The 2013 figures, drawn from data collected by local authorities, show that for 16- to 18-year-olds the number of NEETs compared to the previous year fell by:
- 19% in London
- 12% in the North West
- 9% in the North East
- 9% in the East of England
- 7% in the South East
- 5% in the South West
These figures come after data published last week shows that for England in the first quarter of 2014 (January to March) compared to the same period in 2013:
- there are 774,000 16- to 24-year-olds who are NEET (13.1%) - this is down 135,000 (2 percentage points) on last year, and is the lowest rate for this quarter since 2005
- there are 122,000 16- to 18-year-olds NEET (6.7%) - this is down 29,000 (1.5 percentage points) on last year, and is the lowest since comparable data began in 2001
- there are 652,000 19- to 24-year-olds NEET - this is down 105,000 (2.3 percentage points) on last year, and is the lowest since 2008
In England overall, today’s data shows the number of NEETs down from 100,930 in 2012 to 93,030 in 2013, a fall of 9%. Today’s data is based on figures supplied by local authorities, so differs from the statistics based on the Labour Force Survey published last week.
As part of the government’s commitment to giving young people the best start in life, local authorities are required to track their participation in education, employment and training. Today’s figures also show local authorities are becoming more effective at this, with a drop of more than 25,000 whose activity is not known to local authorities since the previous year.
This rise follows Skills and Enterprise Minister Matthew Hancock writing to underperforming local authorities to encourage them to properly keep track of the levels of participation in their areas.
Skills and Enterprise Minister Matthew Hancock said:
I am delighted to see even more young people in education, employment and training. This shows that introducing rigour and reform into education and training is giving young people the skills they need to enter the world of work or further education.
This further shows that our long-term economic plan is securing young people’s future.
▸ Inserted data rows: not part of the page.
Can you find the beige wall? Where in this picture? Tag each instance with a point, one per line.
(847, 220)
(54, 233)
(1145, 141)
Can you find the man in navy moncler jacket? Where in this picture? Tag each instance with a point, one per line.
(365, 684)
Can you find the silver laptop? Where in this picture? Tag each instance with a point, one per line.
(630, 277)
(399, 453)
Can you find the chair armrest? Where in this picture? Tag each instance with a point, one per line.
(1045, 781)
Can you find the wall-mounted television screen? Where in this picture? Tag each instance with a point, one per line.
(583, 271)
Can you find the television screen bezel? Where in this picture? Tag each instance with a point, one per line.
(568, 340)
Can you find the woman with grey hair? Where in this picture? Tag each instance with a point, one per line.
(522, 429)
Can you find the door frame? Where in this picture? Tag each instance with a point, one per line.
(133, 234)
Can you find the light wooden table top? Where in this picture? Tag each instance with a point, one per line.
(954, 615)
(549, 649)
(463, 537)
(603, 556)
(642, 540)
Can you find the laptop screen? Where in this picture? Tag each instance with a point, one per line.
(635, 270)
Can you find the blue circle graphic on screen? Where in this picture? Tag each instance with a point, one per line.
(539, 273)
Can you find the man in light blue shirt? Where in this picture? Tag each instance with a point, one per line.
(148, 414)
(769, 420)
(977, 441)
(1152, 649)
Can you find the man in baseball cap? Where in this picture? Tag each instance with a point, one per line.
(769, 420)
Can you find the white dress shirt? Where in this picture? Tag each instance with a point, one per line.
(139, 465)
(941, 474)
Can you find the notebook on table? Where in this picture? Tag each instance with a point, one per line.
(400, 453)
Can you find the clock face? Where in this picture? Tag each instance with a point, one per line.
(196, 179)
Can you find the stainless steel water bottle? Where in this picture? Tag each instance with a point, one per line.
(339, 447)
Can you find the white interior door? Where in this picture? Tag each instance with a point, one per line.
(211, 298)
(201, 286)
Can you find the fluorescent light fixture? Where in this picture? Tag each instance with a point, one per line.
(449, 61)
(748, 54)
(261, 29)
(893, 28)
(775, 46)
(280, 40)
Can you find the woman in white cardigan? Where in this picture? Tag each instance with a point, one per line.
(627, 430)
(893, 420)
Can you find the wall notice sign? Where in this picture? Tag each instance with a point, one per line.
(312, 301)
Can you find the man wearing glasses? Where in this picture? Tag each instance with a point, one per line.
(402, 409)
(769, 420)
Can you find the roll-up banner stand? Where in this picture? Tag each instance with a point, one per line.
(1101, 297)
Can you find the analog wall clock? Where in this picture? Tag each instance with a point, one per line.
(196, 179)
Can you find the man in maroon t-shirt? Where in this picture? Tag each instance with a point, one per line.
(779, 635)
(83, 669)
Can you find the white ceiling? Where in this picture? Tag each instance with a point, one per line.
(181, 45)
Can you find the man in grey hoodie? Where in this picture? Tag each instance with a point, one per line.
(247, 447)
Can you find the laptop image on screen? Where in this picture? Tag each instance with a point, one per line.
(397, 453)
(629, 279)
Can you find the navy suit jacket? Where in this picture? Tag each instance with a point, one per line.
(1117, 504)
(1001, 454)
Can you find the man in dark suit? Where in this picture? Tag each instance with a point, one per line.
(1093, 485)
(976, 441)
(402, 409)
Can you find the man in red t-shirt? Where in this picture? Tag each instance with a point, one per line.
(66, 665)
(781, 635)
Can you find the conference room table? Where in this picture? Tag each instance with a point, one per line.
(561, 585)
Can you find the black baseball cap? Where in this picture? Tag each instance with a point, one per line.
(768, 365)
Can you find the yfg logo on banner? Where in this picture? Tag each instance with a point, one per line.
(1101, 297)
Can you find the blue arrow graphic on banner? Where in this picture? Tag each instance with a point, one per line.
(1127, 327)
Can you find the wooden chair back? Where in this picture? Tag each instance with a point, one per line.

Our catalogue of reforms, including improving apprenticeships and ensuring young people must continue in education or training to age 18, is designed to give them the best possible start.
The government has a package of measures to offer those leaving school the best possible start in life. This includes:
- scrapping low-quality vocational qualifications in favour of courses proven to deliver the skills employers demand
- introducing a new, more rigorous curriculum and qualifications, ensuring proper preparation for further and higher education, and work
- a £30 million package of youth engagement and fair chance funds designed to improve the prospects of up to 20,000 vulnerable young people
- a new programme of traineeships to help those aged 16 to 23 (inclusive) to develop the skills and vital experience they need to secure apprenticeships and other sustainable jobs
- spending £7.2 billion in 2014 to 2015 to fund an education or training place for every 16- or 17-year-old who wants one
- encouraging schools and colleges to use employers to mentor and inspire young people towards ambitious careers, as part of revamped careers guidance
- raising the participation age (RPA) so that all young people in England are now required to continue in education or training beyond the age of 16
Notes to editors
View today’s local authority NEET statistics.
- Today’s data is an estimate drawn from the participation databases maintained by local authorities. These are used to record young people’s post-16 activities as part of local authorities’ duties to encourage young people to participate in education or training.
- Today’s data differs from the NEET data published on 22 May, which was based on data from the Labour Force Survey between January and March 2014. Today’s data is based on figures from the participation databases maintained by local authorities. These are used to record young people’s post-16 activities as part of local authorities’ duties to encourage young people to participate in education, employment and training.